Slate’s Emily Yoffe wins the “Quote of the Week” award with her answer to a gay man who asked whether he and his boyfriend should refrain from non-salacious, “welcome-home” kisses in front of the neighbor’s children, after the neighbor said it would “confuse” the kids.
Yoffe, in her “Dear Prudence” advice column, basically tells the neighbors to stuff it:
It’s part of their job as parents to help explain interesting or confusing things: How do airplanes stay up? Where does milk come from? Why do Bob and Harry kiss each other? In our old neighborhood were two same sex families. After about five minutes of explaining to our young daughter that not every family is composed of a mommy and daddy, she was placidly unconfused by this fact.
Worth reading in full.
See also Allyson Robinson of HRC and Amelie Gillette of The A.V. Club who have each pointedly addressed the “confusion” issue.

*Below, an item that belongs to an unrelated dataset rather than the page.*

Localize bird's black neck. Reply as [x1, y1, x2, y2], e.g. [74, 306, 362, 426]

What is confusing for children? According to the final report of the New Jersey Civil Union Review Commission:
[Members of COLAGE, an organization for children of LGBT parents] report that hearing that their family can’t have the same rights as other families leads them to feeling scared or confused when they hear that folks are against their families being married. They say that they think somebody is going to come and break up their family.
Youth have also shared that they’re confused about the idea of civil unions and why there needs to be this separate category for their family.